Cynthia Girard-Renard (born 1969), also known as Cynthia Girard, is a Canadian artist.

==Education==
Girard-Renard earned their Bachelor of Fine Arts from Université du Québec à Montréal and their Master of Fine Arts from Goldsmiths, University of London in 1998.

==Career==
In 1995, Girard-Renard released a collection of poetry titled "A Disappeared Death." In 2008, they participated in a group exhibition titled "Triennale québécoise" which was displayed at Musée d'art contemporain de Montréal. The following year, their solo exhibit "Tous les oiseaux sont ici" was on display In Berlin.

In 2016, their piece "Les Sans-culottes" was on display at the Hugues Charbonneau Gallery.

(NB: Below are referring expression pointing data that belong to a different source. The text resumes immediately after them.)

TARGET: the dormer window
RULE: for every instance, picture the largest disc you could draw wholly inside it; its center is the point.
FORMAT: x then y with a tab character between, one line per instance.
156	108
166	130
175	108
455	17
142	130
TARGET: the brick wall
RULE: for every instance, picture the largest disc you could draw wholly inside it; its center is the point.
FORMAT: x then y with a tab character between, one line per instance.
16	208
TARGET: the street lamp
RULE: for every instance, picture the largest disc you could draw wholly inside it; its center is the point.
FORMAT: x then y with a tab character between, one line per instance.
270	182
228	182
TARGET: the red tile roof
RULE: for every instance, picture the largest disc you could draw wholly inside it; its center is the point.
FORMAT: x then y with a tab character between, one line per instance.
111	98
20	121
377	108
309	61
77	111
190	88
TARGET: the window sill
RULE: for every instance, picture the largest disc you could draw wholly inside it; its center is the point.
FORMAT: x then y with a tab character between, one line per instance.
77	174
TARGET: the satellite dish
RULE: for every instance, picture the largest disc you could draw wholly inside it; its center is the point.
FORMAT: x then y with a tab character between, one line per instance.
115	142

The series of puppets, banners and paintings was worked on by Girard-Renard during their 2015, residency and was meant to reimagine the French Revolution. She displayed a second solo exhibit at the gallery in 2018 titled, "Love and Anarchy," after the film by the same name.

In 2017, their satirical painting series "Our Mad Masters" was on display at Musée d'art de Joliette. The title was derived from Jean Rouch’s anthropological film the 1995 film Les maîtres fous. While working as an artist in resident at Concordia University, her solo exhibition "La Main Invisible" was picked up at the McClure Gallery. As well, their work "No Foreigners" was on display at the National Gallery of Canada for the 2017 Canadian Biennial.

In 2018, they were one of the first recipients of the Takao Tanabe Purchase Prize in Painting for Young Artists. Later that year, they were awarded the Prix Louis-Comtois by the Association of Contemporary Art Galleries (AGAC) and the City of Montreal.

==Collections==
Their work is included in the collections of the National Gallery of Canada, the Musée national des beaux-arts du Québec, and the Musée d'art contemporain de Montréal.